African Trade Ministers Forge Unified Strategy for WTO MC14

African Trade Ministers and senior government officials responsible for trade convened in Marrakech from 11–12 December 2025 for a high-level Ministerial Retreat to sharpen Africa’s collective priorities and strengthen coordination ahead of the 14th WTO Ministerial Conference (MC14), scheduled for March 2026 in Yaoundé, Cameroon.
Held on the margins of the 2nd AfCFTA Business Forum, the retreat aimed to build stronger coherence within the African Group and agree on a common roadmap to advance and defend Africa’s priorities in multilateral trade negotiations.
During the debates, the Honourable Eilizabeth Ofusu Adjare (MP), the Minister for Trade, Agribusiness and Industry recalled that when the WTO was established in Marrakech in 1994, many African countries arrived “like observers at the table,” signing onto a system largely shaped by others’ priorities and with limited voice in the outcomes of the Uruguay Round.
While African countries ratified the agreements in good faith, the Minister noted that the continent too often operated as rule-takers rather than rule-makers. “This is no longer our story,” she stressed, urging that MC14, to be hosted on African soil, must be the moment Africa influences the future of the WTO decisively, including reforms that better support development, policy space for industrialisation, and a more equitable trading system.
Beyond the retreat discussions, the Honourable Minister also sat on a ministerial panel focused on practical steps to make the AfCFTA deliver real commercial results.

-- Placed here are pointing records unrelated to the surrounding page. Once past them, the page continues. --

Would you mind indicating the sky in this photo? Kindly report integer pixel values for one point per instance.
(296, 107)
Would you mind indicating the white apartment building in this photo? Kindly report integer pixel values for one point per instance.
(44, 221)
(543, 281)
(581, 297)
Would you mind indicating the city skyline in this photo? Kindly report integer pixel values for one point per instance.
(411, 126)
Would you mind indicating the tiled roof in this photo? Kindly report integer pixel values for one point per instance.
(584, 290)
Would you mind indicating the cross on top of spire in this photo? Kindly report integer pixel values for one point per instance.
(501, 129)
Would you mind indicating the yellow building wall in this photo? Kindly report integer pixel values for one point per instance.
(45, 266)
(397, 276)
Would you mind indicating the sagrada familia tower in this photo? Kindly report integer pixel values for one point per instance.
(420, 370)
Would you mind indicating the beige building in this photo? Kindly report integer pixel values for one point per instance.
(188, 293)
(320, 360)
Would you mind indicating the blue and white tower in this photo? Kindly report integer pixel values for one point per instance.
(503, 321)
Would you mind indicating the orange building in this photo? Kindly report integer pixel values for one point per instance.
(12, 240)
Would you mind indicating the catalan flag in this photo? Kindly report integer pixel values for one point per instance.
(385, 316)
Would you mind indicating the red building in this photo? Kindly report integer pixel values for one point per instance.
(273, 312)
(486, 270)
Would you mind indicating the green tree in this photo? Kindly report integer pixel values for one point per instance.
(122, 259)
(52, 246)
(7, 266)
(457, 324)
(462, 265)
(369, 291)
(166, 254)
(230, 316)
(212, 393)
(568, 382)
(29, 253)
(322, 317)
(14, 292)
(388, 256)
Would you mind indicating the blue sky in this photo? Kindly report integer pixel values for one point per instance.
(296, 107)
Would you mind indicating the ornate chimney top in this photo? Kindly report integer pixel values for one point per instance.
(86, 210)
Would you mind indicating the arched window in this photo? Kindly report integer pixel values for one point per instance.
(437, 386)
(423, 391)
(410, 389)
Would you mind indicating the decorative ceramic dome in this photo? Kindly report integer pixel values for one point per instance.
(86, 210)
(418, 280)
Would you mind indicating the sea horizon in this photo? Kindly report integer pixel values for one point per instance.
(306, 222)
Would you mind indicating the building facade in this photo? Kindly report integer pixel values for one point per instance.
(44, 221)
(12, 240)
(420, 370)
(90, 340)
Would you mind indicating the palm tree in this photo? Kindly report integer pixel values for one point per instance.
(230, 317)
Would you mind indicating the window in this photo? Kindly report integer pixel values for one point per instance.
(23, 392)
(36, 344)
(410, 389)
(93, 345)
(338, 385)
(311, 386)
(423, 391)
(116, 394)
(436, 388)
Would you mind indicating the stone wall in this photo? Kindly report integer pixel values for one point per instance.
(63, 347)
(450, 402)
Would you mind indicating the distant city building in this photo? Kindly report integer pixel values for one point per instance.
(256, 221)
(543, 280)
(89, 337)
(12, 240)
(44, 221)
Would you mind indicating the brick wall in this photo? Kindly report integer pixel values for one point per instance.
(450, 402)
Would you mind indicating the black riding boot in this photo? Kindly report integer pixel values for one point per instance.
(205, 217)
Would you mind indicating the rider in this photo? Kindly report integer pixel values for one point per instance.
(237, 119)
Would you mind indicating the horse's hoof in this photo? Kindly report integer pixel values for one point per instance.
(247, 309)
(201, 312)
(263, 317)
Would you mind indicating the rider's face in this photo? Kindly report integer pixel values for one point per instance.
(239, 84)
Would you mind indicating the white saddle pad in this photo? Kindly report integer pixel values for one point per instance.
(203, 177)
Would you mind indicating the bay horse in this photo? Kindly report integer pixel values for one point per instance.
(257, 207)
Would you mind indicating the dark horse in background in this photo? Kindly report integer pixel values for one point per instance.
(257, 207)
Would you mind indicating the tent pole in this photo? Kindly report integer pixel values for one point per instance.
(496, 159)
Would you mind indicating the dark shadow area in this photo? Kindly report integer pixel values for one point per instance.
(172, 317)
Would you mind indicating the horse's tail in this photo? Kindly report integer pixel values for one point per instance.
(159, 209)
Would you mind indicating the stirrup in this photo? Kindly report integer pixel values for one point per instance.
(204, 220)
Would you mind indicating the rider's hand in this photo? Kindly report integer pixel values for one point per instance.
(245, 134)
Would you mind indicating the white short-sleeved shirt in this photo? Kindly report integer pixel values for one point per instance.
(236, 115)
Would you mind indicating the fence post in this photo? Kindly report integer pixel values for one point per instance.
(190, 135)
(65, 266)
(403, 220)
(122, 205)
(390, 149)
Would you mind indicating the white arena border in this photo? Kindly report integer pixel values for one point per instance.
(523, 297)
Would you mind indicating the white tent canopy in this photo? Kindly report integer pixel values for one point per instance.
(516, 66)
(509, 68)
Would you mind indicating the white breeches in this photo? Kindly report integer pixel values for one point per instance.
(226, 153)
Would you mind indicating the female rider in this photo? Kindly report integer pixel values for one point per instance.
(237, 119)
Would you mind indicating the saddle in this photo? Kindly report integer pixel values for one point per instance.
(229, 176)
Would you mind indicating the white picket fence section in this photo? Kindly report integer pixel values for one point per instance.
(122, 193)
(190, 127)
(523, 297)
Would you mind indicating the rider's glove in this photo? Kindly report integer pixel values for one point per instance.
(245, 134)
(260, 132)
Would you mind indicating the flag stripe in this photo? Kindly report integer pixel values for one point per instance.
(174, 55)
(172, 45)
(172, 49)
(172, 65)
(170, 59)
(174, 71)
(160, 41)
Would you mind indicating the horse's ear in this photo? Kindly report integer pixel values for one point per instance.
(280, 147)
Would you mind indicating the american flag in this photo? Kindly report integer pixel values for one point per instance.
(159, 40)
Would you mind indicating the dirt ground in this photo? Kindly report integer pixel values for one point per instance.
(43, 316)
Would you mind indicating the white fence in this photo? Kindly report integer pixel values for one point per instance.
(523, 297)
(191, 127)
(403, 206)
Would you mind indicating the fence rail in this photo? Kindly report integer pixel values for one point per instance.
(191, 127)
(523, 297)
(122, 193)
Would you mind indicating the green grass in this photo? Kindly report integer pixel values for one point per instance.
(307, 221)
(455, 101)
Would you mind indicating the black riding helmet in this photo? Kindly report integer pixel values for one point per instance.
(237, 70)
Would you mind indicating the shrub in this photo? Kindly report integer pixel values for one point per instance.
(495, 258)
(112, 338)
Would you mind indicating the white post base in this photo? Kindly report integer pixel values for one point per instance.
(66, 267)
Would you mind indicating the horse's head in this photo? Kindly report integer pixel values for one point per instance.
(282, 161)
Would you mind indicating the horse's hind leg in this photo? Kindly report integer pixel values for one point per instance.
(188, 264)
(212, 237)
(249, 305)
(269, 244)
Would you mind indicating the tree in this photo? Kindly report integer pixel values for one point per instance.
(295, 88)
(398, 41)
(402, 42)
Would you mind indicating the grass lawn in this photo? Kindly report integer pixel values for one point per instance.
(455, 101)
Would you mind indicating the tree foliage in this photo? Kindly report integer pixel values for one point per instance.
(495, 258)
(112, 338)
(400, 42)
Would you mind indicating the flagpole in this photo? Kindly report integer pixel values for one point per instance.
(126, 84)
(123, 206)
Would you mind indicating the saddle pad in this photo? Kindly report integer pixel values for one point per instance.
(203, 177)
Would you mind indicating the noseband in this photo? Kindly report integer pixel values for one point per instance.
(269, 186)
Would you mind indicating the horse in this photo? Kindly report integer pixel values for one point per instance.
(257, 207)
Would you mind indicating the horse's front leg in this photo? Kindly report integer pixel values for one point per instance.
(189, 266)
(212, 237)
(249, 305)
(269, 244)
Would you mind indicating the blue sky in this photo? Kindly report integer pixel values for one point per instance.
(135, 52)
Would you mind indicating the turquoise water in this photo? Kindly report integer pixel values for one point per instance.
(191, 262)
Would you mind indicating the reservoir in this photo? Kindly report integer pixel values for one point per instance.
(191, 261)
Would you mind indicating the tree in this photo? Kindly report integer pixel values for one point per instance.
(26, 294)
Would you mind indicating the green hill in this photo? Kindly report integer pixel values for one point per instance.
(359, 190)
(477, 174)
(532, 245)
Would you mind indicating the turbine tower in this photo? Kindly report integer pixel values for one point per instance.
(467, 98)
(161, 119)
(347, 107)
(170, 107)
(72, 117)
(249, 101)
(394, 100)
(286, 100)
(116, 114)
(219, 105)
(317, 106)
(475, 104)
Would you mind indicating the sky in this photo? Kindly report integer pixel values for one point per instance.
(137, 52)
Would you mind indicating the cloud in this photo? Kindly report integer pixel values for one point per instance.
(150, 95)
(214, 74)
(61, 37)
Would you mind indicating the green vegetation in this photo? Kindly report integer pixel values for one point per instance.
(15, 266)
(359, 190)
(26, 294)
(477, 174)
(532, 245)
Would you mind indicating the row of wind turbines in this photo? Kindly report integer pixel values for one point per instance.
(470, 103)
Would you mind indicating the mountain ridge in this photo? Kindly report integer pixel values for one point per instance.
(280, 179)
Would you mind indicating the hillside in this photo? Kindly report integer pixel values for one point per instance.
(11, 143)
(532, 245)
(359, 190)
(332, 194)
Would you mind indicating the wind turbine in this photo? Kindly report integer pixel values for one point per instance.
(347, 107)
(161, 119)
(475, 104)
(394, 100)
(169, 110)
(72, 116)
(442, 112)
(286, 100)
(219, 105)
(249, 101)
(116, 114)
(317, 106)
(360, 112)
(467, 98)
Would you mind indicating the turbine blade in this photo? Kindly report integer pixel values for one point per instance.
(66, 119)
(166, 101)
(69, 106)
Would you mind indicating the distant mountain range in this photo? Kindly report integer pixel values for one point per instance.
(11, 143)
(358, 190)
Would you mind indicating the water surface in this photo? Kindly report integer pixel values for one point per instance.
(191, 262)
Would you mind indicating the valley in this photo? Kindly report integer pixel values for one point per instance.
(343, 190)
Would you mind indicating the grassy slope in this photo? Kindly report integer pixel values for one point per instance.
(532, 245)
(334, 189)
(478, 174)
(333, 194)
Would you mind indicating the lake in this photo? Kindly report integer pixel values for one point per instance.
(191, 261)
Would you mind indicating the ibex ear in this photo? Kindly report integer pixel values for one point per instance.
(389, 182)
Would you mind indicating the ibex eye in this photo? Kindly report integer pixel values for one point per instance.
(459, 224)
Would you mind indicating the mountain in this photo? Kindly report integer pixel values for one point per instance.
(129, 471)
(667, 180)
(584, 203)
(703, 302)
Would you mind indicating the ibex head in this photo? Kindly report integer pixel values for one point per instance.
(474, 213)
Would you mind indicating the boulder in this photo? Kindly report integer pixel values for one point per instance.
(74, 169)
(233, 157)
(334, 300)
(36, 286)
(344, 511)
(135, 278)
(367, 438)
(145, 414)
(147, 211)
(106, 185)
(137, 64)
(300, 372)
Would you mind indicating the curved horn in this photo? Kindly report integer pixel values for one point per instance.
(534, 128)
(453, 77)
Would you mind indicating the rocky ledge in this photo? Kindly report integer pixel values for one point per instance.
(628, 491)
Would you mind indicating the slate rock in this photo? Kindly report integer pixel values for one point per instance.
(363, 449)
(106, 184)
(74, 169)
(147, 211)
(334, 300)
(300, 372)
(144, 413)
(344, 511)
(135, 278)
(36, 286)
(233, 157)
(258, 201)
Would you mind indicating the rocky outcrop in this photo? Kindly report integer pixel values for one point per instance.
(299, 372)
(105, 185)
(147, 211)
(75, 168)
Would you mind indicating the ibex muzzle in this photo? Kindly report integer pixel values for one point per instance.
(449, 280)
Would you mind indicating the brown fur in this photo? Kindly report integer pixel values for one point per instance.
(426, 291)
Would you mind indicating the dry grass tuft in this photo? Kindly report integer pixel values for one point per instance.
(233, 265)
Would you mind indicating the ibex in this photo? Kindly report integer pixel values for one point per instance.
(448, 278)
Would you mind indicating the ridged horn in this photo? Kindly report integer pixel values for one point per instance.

She called for stronger continental solidarity to address the constraints holding back intra-African trade, highlighting persistent non-tariff barriers, high logistics costs and weak connectivity, limited availability of vessels for sea transportation, lack of harmonisation in customs and standards procedures, and trade finance gaps that continue to restrict SMEs, especially women-led enterprises.
She emphasised that the AfCFTA will succeed only if African countries jointly tackle these bottlenecks through coordinated reforms, improved trade facilitation, and targeted investments in transport, border systems, standards infrastructure, and digital trade enablers.
The Marrakech engagement concluded with a shared commitment to deepen African coordination ahead of MC14, align negotiating positions, and ensure that Africa’s priorities, productive capacity, resilience, and inclusive growth, are firmly reflected in multilateral outcomes.
Ministers reaffirmed that the AfCFTA remains Africa’s primary vehicle for industrialisation and regional value chains, and that a stronger, more unified African voice at MC14 will be essential to building a WTO that works for development and delivers for people and businesses across the continent.